I never felt so frightened or so angry in my life when I seen what I seen. You've got horses, then policemen, then people chucking bricks and from what I could see in the middle of it, three or four, probably six policemen kicking hell out of a youth of probably 17 or 18. He managed to stagger to his feet and his face was covered in blood and that and one of them ... it was like one of these African executions, he got his stick out about a yard long and whacked him across the face with it and the ambulance men was angry and was effing and blinding to the police and they had to put that young lad in an oxygen tank for about 20 minutes before they even moved him and I've never seen a sight like it. And I never thought I would pick up a brick in anger but that day I did. I was totally disgusted with what the police were doing. I'd heard things that they'd do. I'd seen one or two incidents on the picket line but never anything like that.
More Music of the Strike: The Council Collective - Soul Deep (click for Youtube)

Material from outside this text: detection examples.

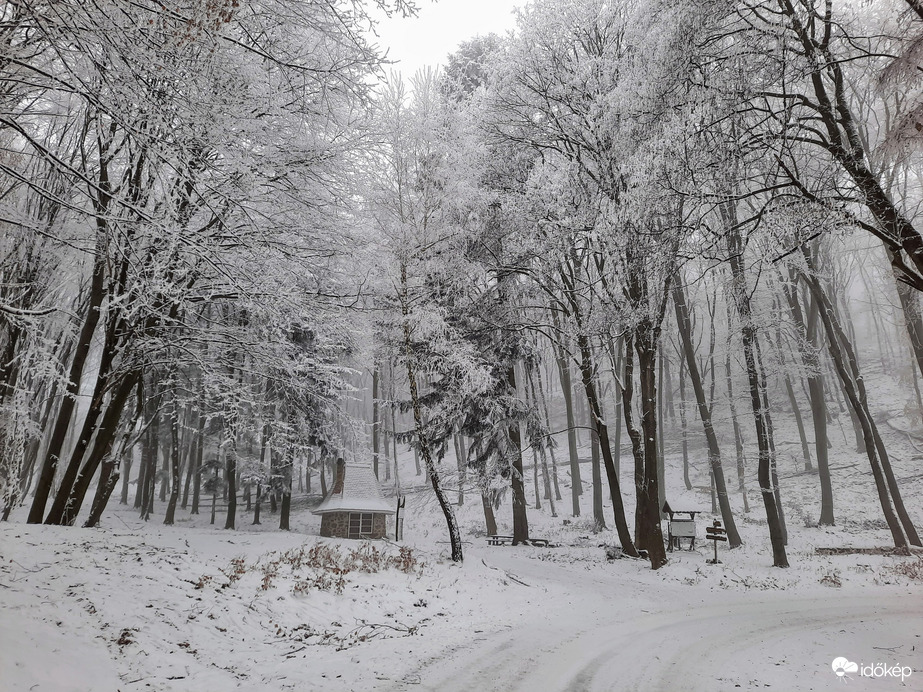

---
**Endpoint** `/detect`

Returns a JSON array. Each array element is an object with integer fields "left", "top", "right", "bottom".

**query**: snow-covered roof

[{"left": 312, "top": 463, "right": 396, "bottom": 514}]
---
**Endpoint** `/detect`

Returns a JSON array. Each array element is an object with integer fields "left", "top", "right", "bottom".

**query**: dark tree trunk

[
  {"left": 785, "top": 276, "right": 835, "bottom": 526},
  {"left": 635, "top": 334, "right": 667, "bottom": 569},
  {"left": 452, "top": 433, "right": 468, "bottom": 507},
  {"left": 83, "top": 458, "right": 119, "bottom": 529},
  {"left": 27, "top": 241, "right": 108, "bottom": 524},
  {"left": 163, "top": 381, "right": 182, "bottom": 526},
  {"left": 224, "top": 452, "right": 237, "bottom": 529},
  {"left": 253, "top": 481, "right": 263, "bottom": 526},
  {"left": 679, "top": 348, "right": 692, "bottom": 490},
  {"left": 54, "top": 373, "right": 140, "bottom": 526},
  {"left": 189, "top": 409, "right": 205, "bottom": 514},
  {"left": 673, "top": 276, "right": 742, "bottom": 548},
  {"left": 506, "top": 366, "right": 529, "bottom": 545},
  {"left": 279, "top": 445, "right": 295, "bottom": 531},
  {"left": 803, "top": 262, "right": 921, "bottom": 548},
  {"left": 400, "top": 264, "right": 466, "bottom": 562},
  {"left": 725, "top": 218, "right": 788, "bottom": 567},
  {"left": 552, "top": 322, "right": 583, "bottom": 517},
  {"left": 577, "top": 334, "right": 638, "bottom": 557},
  {"left": 592, "top": 430, "right": 606, "bottom": 533},
  {"left": 372, "top": 364, "right": 381, "bottom": 478},
  {"left": 481, "top": 488, "right": 497, "bottom": 536}
]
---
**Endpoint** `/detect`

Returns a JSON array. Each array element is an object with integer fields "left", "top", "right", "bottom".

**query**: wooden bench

[
  {"left": 661, "top": 502, "right": 701, "bottom": 552},
  {"left": 487, "top": 536, "right": 551, "bottom": 548},
  {"left": 487, "top": 536, "right": 513, "bottom": 545}
]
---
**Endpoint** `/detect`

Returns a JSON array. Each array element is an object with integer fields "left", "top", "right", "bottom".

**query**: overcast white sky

[{"left": 370, "top": 0, "right": 525, "bottom": 77}]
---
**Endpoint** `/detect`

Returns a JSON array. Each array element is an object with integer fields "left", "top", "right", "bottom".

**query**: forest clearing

[{"left": 0, "top": 0, "right": 923, "bottom": 692}]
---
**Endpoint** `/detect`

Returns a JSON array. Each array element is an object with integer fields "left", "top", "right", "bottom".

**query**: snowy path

[{"left": 408, "top": 552, "right": 923, "bottom": 692}]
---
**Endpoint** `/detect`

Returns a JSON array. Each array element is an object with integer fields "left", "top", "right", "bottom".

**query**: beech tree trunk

[
  {"left": 673, "top": 276, "right": 743, "bottom": 548},
  {"left": 802, "top": 250, "right": 921, "bottom": 548},
  {"left": 163, "top": 380, "right": 182, "bottom": 526},
  {"left": 724, "top": 215, "right": 788, "bottom": 567},
  {"left": 27, "top": 237, "right": 108, "bottom": 524},
  {"left": 552, "top": 311, "right": 583, "bottom": 517},
  {"left": 395, "top": 263, "right": 466, "bottom": 562},
  {"left": 785, "top": 282, "right": 835, "bottom": 526},
  {"left": 506, "top": 366, "right": 529, "bottom": 545},
  {"left": 224, "top": 444, "right": 237, "bottom": 529}
]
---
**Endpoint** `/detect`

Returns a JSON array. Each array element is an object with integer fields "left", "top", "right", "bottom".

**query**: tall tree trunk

[
  {"left": 27, "top": 237, "right": 108, "bottom": 524},
  {"left": 785, "top": 277, "right": 835, "bottom": 526},
  {"left": 372, "top": 363, "right": 381, "bottom": 478},
  {"left": 590, "top": 430, "right": 606, "bottom": 533},
  {"left": 279, "top": 444, "right": 295, "bottom": 531},
  {"left": 163, "top": 379, "right": 182, "bottom": 526},
  {"left": 400, "top": 263, "right": 466, "bottom": 562},
  {"left": 506, "top": 366, "right": 529, "bottom": 545},
  {"left": 679, "top": 358, "right": 692, "bottom": 490},
  {"left": 224, "top": 440, "right": 237, "bottom": 529},
  {"left": 577, "top": 333, "right": 638, "bottom": 557},
  {"left": 724, "top": 328, "right": 750, "bottom": 513},
  {"left": 803, "top": 262, "right": 921, "bottom": 547},
  {"left": 452, "top": 432, "right": 468, "bottom": 507},
  {"left": 722, "top": 215, "right": 788, "bottom": 567},
  {"left": 189, "top": 407, "right": 205, "bottom": 514},
  {"left": 634, "top": 332, "right": 667, "bottom": 569},
  {"left": 673, "top": 276, "right": 742, "bottom": 548},
  {"left": 536, "top": 364, "right": 561, "bottom": 500},
  {"left": 53, "top": 372, "right": 140, "bottom": 526},
  {"left": 552, "top": 311, "right": 583, "bottom": 517}
]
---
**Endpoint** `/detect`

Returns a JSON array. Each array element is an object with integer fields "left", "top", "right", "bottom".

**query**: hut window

[{"left": 349, "top": 513, "right": 372, "bottom": 538}]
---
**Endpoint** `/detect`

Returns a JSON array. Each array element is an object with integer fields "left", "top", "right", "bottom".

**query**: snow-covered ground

[{"left": 0, "top": 368, "right": 923, "bottom": 692}]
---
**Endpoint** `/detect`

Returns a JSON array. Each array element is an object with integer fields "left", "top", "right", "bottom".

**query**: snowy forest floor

[{"left": 0, "top": 364, "right": 923, "bottom": 692}]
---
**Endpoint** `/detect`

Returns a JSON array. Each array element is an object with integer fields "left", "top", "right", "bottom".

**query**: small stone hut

[{"left": 313, "top": 459, "right": 396, "bottom": 538}]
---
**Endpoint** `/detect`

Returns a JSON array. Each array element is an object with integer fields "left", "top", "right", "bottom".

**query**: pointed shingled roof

[{"left": 311, "top": 462, "right": 396, "bottom": 514}]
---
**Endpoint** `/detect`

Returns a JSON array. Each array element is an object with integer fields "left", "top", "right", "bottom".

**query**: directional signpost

[{"left": 705, "top": 519, "right": 727, "bottom": 565}]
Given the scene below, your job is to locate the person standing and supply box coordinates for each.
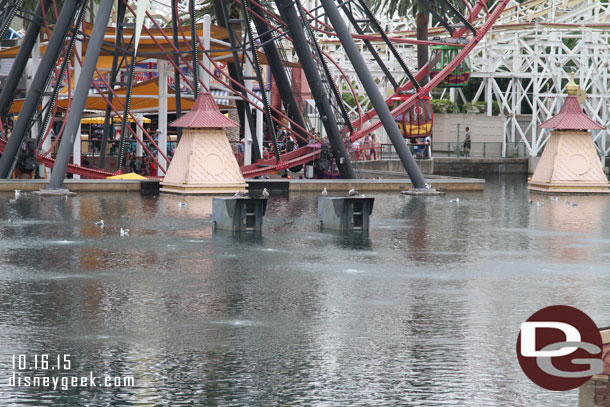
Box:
[352,139,360,161]
[424,135,432,160]
[463,127,470,155]
[371,133,379,160]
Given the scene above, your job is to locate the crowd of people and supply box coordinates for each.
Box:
[121,152,157,176]
[351,134,381,161]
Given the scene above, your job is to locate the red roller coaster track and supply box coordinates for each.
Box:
[0,0,509,179]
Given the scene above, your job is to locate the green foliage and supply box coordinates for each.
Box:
[430,99,460,113]
[462,100,500,116]
[367,0,426,17]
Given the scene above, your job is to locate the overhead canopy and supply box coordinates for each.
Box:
[0,23,300,68]
[10,77,234,113]
[80,116,152,124]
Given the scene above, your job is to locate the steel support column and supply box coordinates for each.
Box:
[213,0,263,162]
[171,0,182,142]
[0,0,82,178]
[321,0,426,188]
[249,0,309,147]
[47,0,114,189]
[0,0,51,123]
[275,0,357,179]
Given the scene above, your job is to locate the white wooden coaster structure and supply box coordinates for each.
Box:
[529,75,610,194]
[161,92,247,195]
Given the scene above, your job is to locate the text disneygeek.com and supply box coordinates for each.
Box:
[8,353,135,390]
[8,372,135,390]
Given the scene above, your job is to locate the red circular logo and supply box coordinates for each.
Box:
[517,305,603,391]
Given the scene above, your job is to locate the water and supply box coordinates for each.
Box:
[0,177,610,406]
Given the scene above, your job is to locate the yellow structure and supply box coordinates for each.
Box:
[161,92,247,195]
[529,75,610,194]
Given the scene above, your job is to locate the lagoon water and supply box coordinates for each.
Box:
[0,177,610,407]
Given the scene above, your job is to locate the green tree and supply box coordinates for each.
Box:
[367,0,434,82]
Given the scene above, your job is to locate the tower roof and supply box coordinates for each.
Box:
[170,92,239,129]
[538,73,604,130]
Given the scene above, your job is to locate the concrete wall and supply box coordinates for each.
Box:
[355,160,434,174]
[434,157,528,177]
[432,113,504,143]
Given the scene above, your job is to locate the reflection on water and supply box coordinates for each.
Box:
[0,178,610,406]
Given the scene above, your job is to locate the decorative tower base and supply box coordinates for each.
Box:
[161,93,247,195]
[529,130,610,194]
[529,73,610,194]
[161,128,247,194]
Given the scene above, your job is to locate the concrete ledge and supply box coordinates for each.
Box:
[354,159,434,174]
[434,157,528,176]
[290,178,485,192]
[0,179,141,192]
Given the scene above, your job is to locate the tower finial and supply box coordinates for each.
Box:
[566,71,580,96]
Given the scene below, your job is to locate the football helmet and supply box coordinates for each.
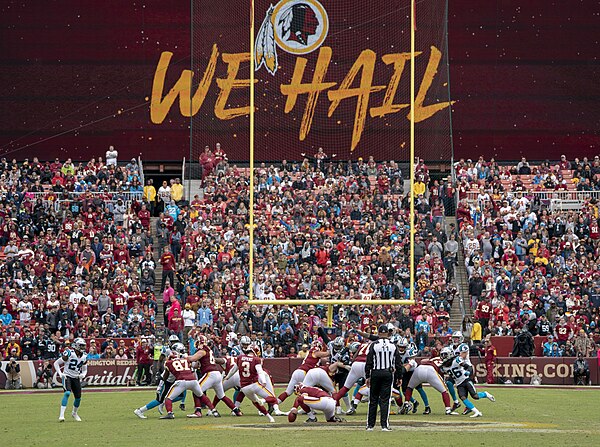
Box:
[240,335,252,352]
[72,337,86,352]
[310,339,323,351]
[171,342,187,356]
[332,337,344,351]
[452,331,465,346]
[396,337,409,354]
[294,382,304,395]
[440,346,454,361]
[348,341,360,353]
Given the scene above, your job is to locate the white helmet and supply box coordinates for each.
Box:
[332,337,344,351]
[458,343,469,352]
[396,337,409,354]
[440,346,454,360]
[452,331,465,345]
[71,338,86,352]
[171,342,187,356]
[240,335,252,352]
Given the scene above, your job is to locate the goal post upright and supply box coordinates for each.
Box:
[248,0,255,301]
[408,0,417,303]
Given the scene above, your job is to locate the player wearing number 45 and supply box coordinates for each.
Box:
[54,338,87,422]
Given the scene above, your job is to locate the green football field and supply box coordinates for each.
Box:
[0,387,600,447]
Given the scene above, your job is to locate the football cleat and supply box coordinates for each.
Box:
[288,408,298,422]
[485,391,496,402]
[400,402,413,414]
[327,416,346,422]
[413,400,419,414]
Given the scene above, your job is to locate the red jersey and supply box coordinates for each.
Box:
[236,354,262,388]
[354,342,369,362]
[198,346,221,374]
[298,348,319,372]
[165,359,197,380]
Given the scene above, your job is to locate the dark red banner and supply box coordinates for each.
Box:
[0,0,600,160]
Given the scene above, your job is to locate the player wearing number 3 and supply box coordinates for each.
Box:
[225,347,286,422]
[188,335,242,417]
[54,338,87,422]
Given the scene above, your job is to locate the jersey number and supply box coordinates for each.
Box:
[242,362,250,377]
[173,359,190,371]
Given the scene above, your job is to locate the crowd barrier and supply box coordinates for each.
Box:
[0,357,600,389]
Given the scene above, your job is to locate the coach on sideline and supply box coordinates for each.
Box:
[365,324,402,431]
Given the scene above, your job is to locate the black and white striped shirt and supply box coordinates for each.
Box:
[365,338,402,379]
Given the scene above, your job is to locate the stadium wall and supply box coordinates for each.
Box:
[0,0,600,161]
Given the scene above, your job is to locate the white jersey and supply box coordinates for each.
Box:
[443,357,473,385]
[62,349,87,379]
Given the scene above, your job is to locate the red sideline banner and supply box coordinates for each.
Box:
[0,357,600,389]
[471,357,600,385]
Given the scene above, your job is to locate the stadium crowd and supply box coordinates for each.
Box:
[455,155,600,357]
[0,147,600,382]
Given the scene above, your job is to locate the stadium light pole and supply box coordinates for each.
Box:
[408,0,417,302]
[248,0,255,300]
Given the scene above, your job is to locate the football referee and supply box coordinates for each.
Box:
[365,324,402,431]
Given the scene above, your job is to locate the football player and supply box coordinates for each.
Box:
[54,338,87,422]
[160,343,210,419]
[277,340,328,403]
[133,335,187,419]
[446,331,464,411]
[225,348,279,422]
[288,382,343,423]
[397,337,431,414]
[440,343,496,418]
[188,335,242,417]
[402,357,458,415]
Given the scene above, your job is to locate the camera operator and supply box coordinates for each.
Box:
[5,357,23,390]
[35,360,54,389]
[573,352,590,385]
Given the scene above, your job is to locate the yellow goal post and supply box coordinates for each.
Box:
[248,0,416,316]
[248,299,415,327]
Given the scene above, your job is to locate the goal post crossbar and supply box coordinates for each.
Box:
[248,300,415,327]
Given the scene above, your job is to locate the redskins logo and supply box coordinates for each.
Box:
[254,0,329,75]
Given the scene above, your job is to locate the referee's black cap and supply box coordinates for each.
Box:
[377,324,390,334]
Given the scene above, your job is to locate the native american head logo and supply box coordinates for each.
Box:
[254,0,329,75]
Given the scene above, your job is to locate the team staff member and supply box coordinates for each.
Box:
[365,324,403,431]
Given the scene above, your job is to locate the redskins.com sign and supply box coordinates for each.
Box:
[150,0,452,159]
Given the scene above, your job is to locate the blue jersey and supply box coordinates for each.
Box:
[62,349,87,378]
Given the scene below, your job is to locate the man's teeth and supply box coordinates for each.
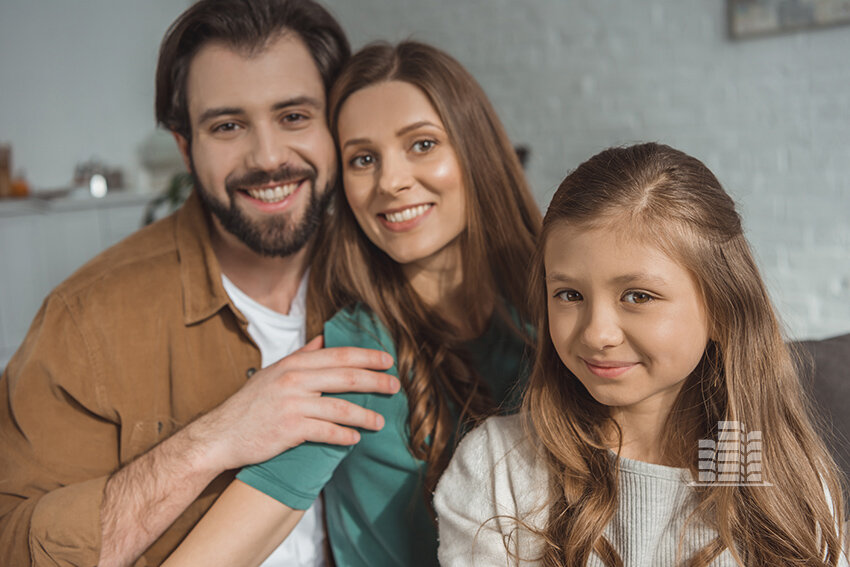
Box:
[384,204,433,222]
[246,183,298,203]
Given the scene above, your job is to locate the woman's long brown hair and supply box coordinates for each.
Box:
[307,42,540,509]
[523,144,844,567]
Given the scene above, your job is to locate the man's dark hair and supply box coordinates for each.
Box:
[156,0,351,140]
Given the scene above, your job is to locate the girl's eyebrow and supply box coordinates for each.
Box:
[546,272,667,286]
[546,272,573,283]
[611,272,667,286]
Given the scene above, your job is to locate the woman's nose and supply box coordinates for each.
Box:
[378,154,413,193]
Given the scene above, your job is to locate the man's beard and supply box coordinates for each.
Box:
[190,159,333,257]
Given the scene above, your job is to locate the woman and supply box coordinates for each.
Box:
[162,42,540,565]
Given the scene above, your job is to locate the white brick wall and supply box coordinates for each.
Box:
[325,0,850,338]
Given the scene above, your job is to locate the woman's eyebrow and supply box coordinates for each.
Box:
[395,120,442,136]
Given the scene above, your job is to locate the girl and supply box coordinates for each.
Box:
[435,144,846,567]
[163,42,540,566]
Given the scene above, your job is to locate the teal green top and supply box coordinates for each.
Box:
[238,306,527,567]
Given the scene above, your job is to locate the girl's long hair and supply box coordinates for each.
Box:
[523,144,844,567]
[307,41,540,510]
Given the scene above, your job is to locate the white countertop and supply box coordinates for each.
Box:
[0,189,151,218]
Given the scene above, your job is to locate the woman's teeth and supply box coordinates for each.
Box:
[245,183,298,203]
[384,203,433,222]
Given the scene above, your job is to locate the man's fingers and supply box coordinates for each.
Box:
[282,368,401,396]
[304,419,360,445]
[295,335,325,352]
[277,346,393,370]
[292,396,384,432]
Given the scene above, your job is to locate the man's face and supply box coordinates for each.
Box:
[175,34,336,256]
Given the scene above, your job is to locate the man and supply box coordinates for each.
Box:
[0,0,399,567]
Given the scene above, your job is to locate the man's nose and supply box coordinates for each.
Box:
[581,303,623,351]
[248,124,290,171]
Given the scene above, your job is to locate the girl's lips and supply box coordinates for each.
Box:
[581,358,637,378]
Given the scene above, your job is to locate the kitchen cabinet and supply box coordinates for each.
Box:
[0,193,151,368]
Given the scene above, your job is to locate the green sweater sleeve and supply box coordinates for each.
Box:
[237,306,396,510]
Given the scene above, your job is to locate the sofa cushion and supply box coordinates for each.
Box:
[796,334,850,488]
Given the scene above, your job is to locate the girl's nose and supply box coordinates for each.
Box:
[581,306,623,351]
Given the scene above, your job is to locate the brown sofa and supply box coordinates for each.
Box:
[797,334,850,490]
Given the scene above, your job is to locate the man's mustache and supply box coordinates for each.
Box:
[224,166,316,195]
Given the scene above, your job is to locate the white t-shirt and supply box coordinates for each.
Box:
[221,270,325,567]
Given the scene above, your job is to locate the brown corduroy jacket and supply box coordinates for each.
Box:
[0,195,260,567]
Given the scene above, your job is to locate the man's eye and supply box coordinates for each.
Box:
[282,112,307,124]
[213,122,239,132]
[623,291,655,305]
[555,289,584,303]
[413,140,437,154]
[348,154,375,168]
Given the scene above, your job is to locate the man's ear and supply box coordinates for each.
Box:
[171,130,192,171]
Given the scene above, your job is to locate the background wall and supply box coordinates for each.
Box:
[0,0,850,338]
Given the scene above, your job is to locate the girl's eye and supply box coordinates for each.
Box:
[555,289,584,303]
[348,154,375,169]
[413,140,437,154]
[623,291,655,305]
[282,112,307,124]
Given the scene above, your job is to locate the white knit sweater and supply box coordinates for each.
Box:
[434,416,847,567]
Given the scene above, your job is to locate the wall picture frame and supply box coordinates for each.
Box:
[727,0,850,39]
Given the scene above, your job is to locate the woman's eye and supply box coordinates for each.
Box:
[413,140,437,154]
[623,291,655,305]
[348,154,375,168]
[555,289,583,303]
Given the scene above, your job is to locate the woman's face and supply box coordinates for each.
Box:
[337,81,466,267]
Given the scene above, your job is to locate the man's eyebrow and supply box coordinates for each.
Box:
[198,96,324,124]
[272,95,325,110]
[198,106,245,124]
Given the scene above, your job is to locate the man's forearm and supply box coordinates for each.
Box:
[98,425,222,567]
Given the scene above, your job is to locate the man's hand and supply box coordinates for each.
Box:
[186,336,400,472]
[99,337,400,567]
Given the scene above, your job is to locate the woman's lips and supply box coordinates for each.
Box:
[581,358,637,378]
[378,203,434,232]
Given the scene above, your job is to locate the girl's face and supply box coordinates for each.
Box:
[338,81,466,265]
[544,223,709,415]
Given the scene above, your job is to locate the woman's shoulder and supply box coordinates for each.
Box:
[324,303,395,357]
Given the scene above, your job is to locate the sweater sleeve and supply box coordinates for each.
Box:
[237,309,395,510]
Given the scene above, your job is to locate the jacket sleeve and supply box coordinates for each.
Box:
[0,294,118,566]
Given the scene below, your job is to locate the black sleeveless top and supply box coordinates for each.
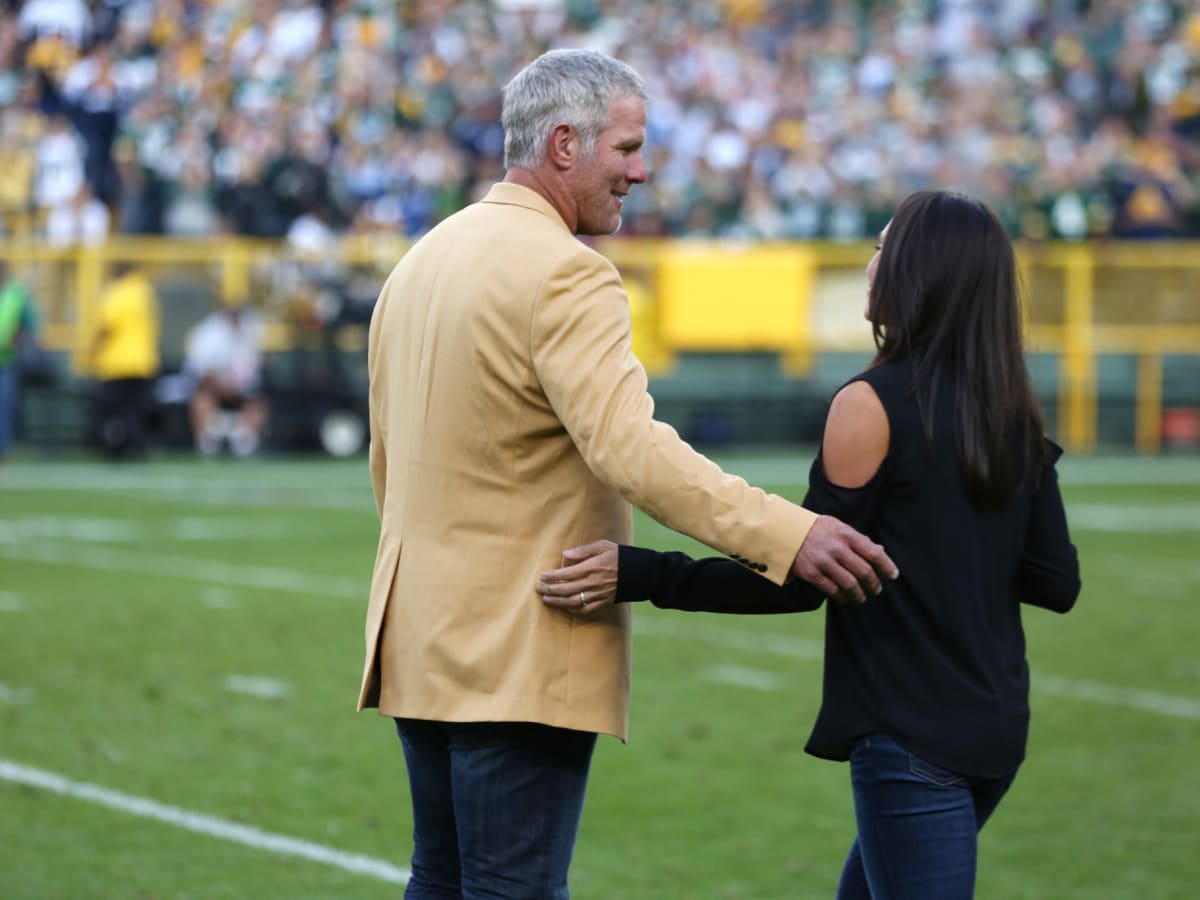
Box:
[617,361,1079,778]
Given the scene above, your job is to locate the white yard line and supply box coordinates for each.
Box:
[0,760,410,884]
[224,676,293,700]
[634,613,1200,721]
[0,544,1200,720]
[701,665,784,691]
[0,544,360,602]
[1031,673,1200,721]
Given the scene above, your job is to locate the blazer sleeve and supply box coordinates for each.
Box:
[1016,439,1082,612]
[530,244,816,584]
[617,545,824,616]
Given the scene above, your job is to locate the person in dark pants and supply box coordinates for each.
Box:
[88,263,160,460]
[539,192,1080,900]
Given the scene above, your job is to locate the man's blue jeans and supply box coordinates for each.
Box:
[838,734,1016,900]
[396,719,596,900]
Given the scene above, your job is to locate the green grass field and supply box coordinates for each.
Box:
[0,454,1200,900]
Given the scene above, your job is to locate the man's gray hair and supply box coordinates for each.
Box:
[500,49,646,169]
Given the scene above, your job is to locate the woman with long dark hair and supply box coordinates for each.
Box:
[539,192,1080,900]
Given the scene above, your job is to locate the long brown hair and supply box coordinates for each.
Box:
[868,191,1044,509]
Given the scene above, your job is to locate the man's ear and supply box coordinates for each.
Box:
[547,122,580,169]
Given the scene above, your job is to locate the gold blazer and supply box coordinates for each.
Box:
[359,182,816,739]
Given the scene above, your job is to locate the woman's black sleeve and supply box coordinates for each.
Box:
[1018,440,1081,612]
[617,545,824,616]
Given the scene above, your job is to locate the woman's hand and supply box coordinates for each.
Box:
[538,541,618,616]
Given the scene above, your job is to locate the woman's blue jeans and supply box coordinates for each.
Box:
[838,734,1016,900]
[396,719,596,900]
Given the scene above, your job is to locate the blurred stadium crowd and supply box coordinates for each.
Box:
[0,0,1200,252]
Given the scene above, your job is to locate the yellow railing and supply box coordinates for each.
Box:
[0,236,1200,452]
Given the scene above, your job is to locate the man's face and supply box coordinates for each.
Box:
[572,96,646,234]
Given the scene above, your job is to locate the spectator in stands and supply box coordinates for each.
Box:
[184,300,268,456]
[539,192,1080,900]
[85,263,160,460]
[0,0,1200,239]
[0,262,35,462]
[360,50,892,899]
[46,181,109,247]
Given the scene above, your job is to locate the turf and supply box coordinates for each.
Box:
[0,451,1200,900]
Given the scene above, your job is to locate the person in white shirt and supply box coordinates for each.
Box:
[184,302,268,456]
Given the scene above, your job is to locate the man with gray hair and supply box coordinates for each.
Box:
[359,50,895,900]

Soul Deep was a 1984 benefit record for Women Against Pit Closures recorded by The Council Collective - essentially The Style Council (Paul Weller and Mick Talbot) plus friends including D.C. Lee, Dizzy Hites, Junior Giscombe, Vaughn Toulouse, Leonardo Chignoli and most remarkably former Motown singer Jimmy Ruffin, whose father had been a miner in the US.
The song starts 'Getcha mining soul deep with a lesson in history, There's people fighting for their communities, Don't say their struggle does not involve you, If you're from the working class it's your struggle too. Weller criticises the TUC, bemoaning 'as for solidarity I don't see none' before concluding with a stirring chant of 'Strike Back, Fight Back, Let's Change That, No Pit Stops, No Closures, We want the truth, we want exposure NOW!'
According to John Reed's biography, Paul Weller: My Ever Changing Moods (2005), Paul Weller delayed the release after a taxi driver driving strike breakers in Wales was killed by a concrete block dropped on his car from a bridge. Weller donated some of the royalties to the taxi driver's family as well as to the strikers.
The B-side of the record was called A Miner's Point - an interview with two miners undertaken by Paolo Hewitt (you can download the interview here).